Instead of blowing you away with news of how your life as a television viewer will be radically changed, ReplayTV just kids around
MAKE NO MISTAKE about it. Just when we’re still catching our breath from the hurricane of change wrought by the Internet, another storm of equal intensity is just over the horizon. And commercial television is directly in the eye of the storm. It may not be swept away entirely. But it may be seriously diminished. Ironically, that may be good news for all the other traditional media as advertisers scramble to rechannel their television dollars.
Do I indulge in feverish hyperbole? I don’t think so. Here’s why.
The digital video recorder has arrived and is now being offered by two makers, TiVo and ReplayTV. It is as different from your VCR as today’s automobile is from the horseless carriage.
Among its many magic features is the fact that you can be your own television program scheduler. You can make up your own anthology for the day or evening from a vast menu of choices.
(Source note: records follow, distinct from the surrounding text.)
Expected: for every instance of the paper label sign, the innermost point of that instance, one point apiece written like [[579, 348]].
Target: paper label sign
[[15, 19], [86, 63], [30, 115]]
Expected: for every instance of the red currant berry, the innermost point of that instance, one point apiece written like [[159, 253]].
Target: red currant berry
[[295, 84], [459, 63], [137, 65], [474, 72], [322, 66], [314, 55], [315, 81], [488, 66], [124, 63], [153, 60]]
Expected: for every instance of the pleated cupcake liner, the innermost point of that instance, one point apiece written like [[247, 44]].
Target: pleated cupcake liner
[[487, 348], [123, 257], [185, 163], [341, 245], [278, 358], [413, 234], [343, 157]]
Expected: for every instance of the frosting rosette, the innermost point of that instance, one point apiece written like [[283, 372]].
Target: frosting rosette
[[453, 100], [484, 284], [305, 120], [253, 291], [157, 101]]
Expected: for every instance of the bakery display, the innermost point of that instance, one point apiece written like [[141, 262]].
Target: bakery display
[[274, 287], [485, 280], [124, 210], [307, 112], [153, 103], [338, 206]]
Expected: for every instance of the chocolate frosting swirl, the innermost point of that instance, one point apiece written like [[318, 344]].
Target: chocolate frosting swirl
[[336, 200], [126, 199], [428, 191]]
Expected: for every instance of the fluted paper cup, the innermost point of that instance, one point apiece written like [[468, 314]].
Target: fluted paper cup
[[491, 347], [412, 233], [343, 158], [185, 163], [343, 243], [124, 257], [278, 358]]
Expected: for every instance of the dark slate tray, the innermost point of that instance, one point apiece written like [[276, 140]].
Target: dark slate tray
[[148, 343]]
But even if you choose to watch “live” TV, you won’t really be watching live TV. You’ll actually be watching a digital recording of the “live” TV program you have chosen. So when you come to a dull spot – or a bunch of commercials you don’t want to watch – you just touch a button and skip right on past.
Think about it!
Today you can buy a VCR for under 100 bucks. And 60% of U.S. households own one.
ReplayTV currently costs about $500. But if past history of electronic merchandise price competition is any guide, within three years a ReplayTV or other digital video recorder will probably sell for what a VCR costs today. And again, up to 60% of U.S. households will own one.
Are those folks going to sit there watching 48 commercials an hour when they can fast-forward past them? I don’t think so.
Will the big prime-time network shows be able to avoid even more audience shrinkage when people can watch anything they want at any time? I don’t think so.
That will leave television advertisers of 2003 spending most of their dollars on the smallest and least affluent part of the market. Good luck.
Sophomoric Slump The reason I mention all this is that I am absolutely baffled by the sophomoric ad for ReplayTV that I have chosen for this issue’s makeover. How could they have possibly run such anobscure, lackadaisical ad for such an exciting and revolutionary product?
“If I had my own channel” sounds like the ad is talking about a futurist fantasy or purely hypothetical possibility, not something that is actually available today.
This is followed by a feeble joke about women’s hair which some strong, independent women might feel is insulting.
The ad is illustrated by the face of a woman who seems not only strong and independent but a little unpleasant. She’s almost a sourpuss. Isn’t that a hint of a snarl on her lips?
The text of the fashionable teeny-tiny white letters on black background does touch lightly on some of the attractions of the product. But there is so much more exciting news about it that needs to be told. What were they thinking? Even in my makeover, I felt that my copy wasn’t long enough to do the product full justice.
As I have ranted about many times before, part of the explanation for such ridiculous advertising is the fad for ludicrous creative excesses in so much unmeasured advertising today.
But I couldn’t help wonder if there wasn’t something else involved. Suppose the agency copywriter had wandered into the creative director’s office, excitedly waving a rough layout headlined something like, “Goody! Now your viewers don’t have to watch our agency’s television commercials anymore!” Maybe, just maybe, he would be gently steered in a different direction with words like, “I have a better idea. How about a joke about women’s hair?” What do you think?
In my makeover, I chose the American Revolution as a visual metaphor for the electrifying news of this product advance. And I highlighted what I thought were the two salient features: You are free to watch anything you want to watch, and you are not forced to watch anything you don’t want to watch.
And oh, yes, I did not set my body copy in tiny white letters on a black background, with quadruple leading.